La bandera de Monzón ondea en el Aconcagua, el pico más alto de Sudamérica con sus 6.961 metros, desde que este miércoles día 4 la colocó la expedición del montisonense Andrés Vilalta y el zufariense José Carlos Cortés.
El esfuerzo de haber pasado las fiestas navideñas de altura (los montañeros partieron el pasado 19 de diciembre) ha valido la pena y ha tenido la recompensa que buscaban los protagonistas con este reto. La expedición ha salido de acuerdo a las previsiones que habían hecho, tal como se puede apreciar en el relato que han ido haciendo los montaéros.
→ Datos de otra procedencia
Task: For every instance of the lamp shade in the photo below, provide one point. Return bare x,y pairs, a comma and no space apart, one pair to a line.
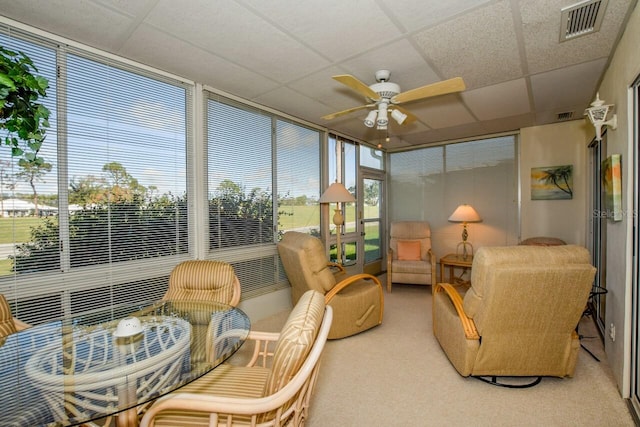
465,213
336,193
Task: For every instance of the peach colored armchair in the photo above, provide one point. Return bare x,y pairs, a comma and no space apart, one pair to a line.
357,301
410,258
519,316
273,389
Tras llegar a tierras argentinas y entrar en el parque del Aconcagua, Vilalta y Cortés pasaron los preceptivos chequeos médicos e iniciaron la actividad para su aclimatación a la altura.
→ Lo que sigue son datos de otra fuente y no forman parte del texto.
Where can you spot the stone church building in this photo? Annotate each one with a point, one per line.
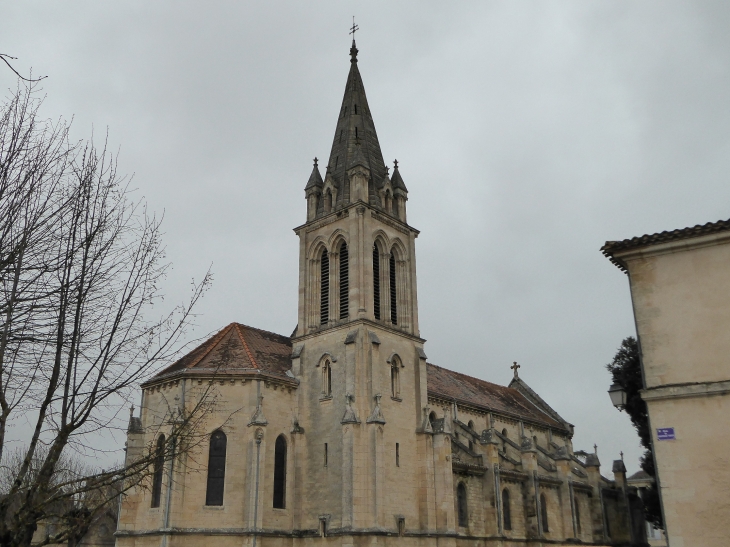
(343, 433)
De este modo, el pasado 26 de diciembre por la mañana salieron de Plaza Mulas (4.300 m.) para hacer noche en Plaza Canadá (5.050 m.). El 27 se dirigieron desde Plaza Canadá (5.050) hacia Nico de Cóndores (5.550 m.). Al día siguiente, 28 de diciembre, dieron un paseo sin peso por los alrededores de Nico de Cóndores y bajaron a Plaza Mulas. Comentó Vilalta que les había sorprendido lo rápido que había sido el descenso, en el que invirtieron una hora y diez minutos. "Han sido dos días de acarrear mucho peso pero ya tenemos arriba todo lo necesario para el día que ataquemos cumbre", apuntaba Vilalta.
Era cuestión de esperar la ventana de buen tiempo porque el plan de ataque a la cima ya estaba hecho. Así, el pasado lunes día 2 de enero, fue la salida del Campo Base hasta Nido de Cóndores (5.550 m.). El martes día 3, la segunda etapa de la ascensión entre Nido de Condores y Cólera (5,970 m.). Y llegó el miércoles día 4, con salida a las 02:30 horas para coronar la cima del Aconcagua a las 10:00 horas después de siete horas y media de ascensión.
Una vez hollado el techo de Sudamérica, disfrutaron durante una hora de la cima para ver el majestuoso paisaje que tenían a sus pies y hacerse las fotos con un recuerdo y gratitud hacia todos sus patrocinadores. Una vez saboreada la cima, llegó el momento de emprender el descenso al Campo Base. Hicieron parada en Cólera para desmontar la tienda que habían dejado e hidratarse y a las 16:30 horas llegaron al campo base. Todo a pedir de boca y sin incidencias. Una ascensión rápida, en estilo alpino, sin sherpas ni porteadores de altura. El fin de la expedición y el viaje de regreso están programados para este domingo día 8.

La expedición de Andrés Vilalta, perteneciente al Club Montisonense de Montaña, y José Carlos Cortés, con un presupuesto de aproximadamente 13.000 euros, ha contado con el apoyo del Ayuntamiento de Monzón, Comarca del Cinca Medio y las empresas Alumbra Energía, Casmar, Cespir y Leo&Niné Wines.
En dos años Vilalta ha subido al Pico Lenin, intentó el Korzhenevskaya y ahora el Aconcagua. Si en sus anteriores retos había acudido con el jaqués Carlos Pauner, en esta oportunidad ha tenido en el montañero de Zuera José Carlos Cortés a su compañero de viaje.